"Anger is a tool for change when it challenges us to become more of an expert on the self and less of an expert on others ... If, however, we do not use our anger to define ourselves clearly in every important relationship we are in -- and manage our feelings as they arise -- no one else will assume this responsibility for us." - Harriet Goldner Lerner, The Dance of Anger -----------------
Is it just me or does everyone living with paralysis have urine issues? If it's not the leaky leg or belly bag, clogged catheter, bladder spasms, UTIs, or wheelchair smashed drainage bag it's something else urine related that we all identify with and understand on some level. Is this an obsession, or perhaps a fact of life normal?
Personally, having a suprapubic catheter is a hassle. It feels like having a portable umbilical cord to drag around everywhere. I even refer to it as "my friend". How goofy is that?

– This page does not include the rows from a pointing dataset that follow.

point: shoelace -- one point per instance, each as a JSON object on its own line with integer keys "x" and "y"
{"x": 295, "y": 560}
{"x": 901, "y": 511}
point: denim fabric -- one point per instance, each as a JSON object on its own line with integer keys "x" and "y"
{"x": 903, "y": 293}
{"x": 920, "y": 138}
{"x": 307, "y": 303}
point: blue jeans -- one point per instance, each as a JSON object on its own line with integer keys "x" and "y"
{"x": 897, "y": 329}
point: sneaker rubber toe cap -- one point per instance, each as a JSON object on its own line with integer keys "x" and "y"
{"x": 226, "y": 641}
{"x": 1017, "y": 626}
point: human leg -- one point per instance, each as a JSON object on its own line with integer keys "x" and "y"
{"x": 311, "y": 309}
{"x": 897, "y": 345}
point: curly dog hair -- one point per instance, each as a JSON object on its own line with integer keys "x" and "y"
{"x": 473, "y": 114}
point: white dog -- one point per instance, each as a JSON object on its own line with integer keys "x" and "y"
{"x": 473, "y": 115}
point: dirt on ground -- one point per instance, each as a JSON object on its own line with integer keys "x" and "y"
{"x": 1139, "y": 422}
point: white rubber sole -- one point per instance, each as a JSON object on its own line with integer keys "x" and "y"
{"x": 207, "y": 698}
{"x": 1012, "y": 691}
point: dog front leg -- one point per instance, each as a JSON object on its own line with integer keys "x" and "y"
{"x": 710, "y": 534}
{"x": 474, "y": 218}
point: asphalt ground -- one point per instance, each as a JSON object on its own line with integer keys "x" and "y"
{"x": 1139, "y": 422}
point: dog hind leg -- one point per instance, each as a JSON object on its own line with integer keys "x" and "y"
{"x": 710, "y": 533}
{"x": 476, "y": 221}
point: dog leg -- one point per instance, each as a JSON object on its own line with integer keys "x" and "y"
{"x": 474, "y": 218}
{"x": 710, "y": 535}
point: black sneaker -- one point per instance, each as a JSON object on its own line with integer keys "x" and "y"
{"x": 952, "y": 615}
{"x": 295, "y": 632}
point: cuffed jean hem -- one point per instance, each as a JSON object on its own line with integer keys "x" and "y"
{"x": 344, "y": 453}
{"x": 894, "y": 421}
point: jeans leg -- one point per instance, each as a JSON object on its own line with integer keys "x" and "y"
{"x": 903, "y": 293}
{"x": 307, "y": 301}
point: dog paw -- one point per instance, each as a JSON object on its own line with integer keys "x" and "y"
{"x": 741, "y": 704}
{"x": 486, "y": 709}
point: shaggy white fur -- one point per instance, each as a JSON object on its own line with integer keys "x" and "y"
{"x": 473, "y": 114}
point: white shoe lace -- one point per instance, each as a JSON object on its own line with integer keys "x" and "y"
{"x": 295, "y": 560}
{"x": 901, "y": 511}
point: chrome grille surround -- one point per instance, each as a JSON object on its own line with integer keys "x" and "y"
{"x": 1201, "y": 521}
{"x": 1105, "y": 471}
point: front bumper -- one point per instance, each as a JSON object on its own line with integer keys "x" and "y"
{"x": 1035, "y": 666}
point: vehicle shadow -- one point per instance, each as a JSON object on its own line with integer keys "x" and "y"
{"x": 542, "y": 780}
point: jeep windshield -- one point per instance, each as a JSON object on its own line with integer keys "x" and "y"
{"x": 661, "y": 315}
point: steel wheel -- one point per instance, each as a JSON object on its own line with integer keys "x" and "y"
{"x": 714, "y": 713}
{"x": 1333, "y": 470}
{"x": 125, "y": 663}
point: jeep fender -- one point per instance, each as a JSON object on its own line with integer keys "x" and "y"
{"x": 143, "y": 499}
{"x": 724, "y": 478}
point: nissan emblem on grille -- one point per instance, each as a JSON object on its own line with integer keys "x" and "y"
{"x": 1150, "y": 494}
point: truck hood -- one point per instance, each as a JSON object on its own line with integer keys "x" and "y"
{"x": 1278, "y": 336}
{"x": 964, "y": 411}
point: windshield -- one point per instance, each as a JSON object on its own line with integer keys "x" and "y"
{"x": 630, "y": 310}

I worry that I smell like a nursing home or that the drainage bag will come unclamped - which it has on several occasions. I also go to a good bit of trouble keeping the bag concealed from public view.
Then, there's the issue of clothing...anything too tight interferes with drainage and too loose lets the tubing become visible. Maybe it's a time thing. As time goes by, perhaps I won't mind the attachment. It is convenient when out and about. I never have to worry about where the restrooms are or to excuse myself to the ladies room or be careful about how much water I drink.
Self-cathing would definitely require more change in how to manage bladder issues. It would require attention to a more strict schedule, locating restrooms again, maintaining hand dexterity, and, while I could wear dresses again, I would have to figure out access issues. Maybe in due time this will work. Perhaps, one day I can have a leak or accident and not even be concerned that I smell like a toilet.
Why the anger quote from Lerner? I could choose to be continuously angry about the loss of bodily functions, but where would that lead me?... To a life of bitterness and living in the past with things I cannot change. In the meantime, I prefer to continue contemplating my "navels" when meditating - my natural one and my surgically created one - and be appreciative of their existence and function. What would Buddah do?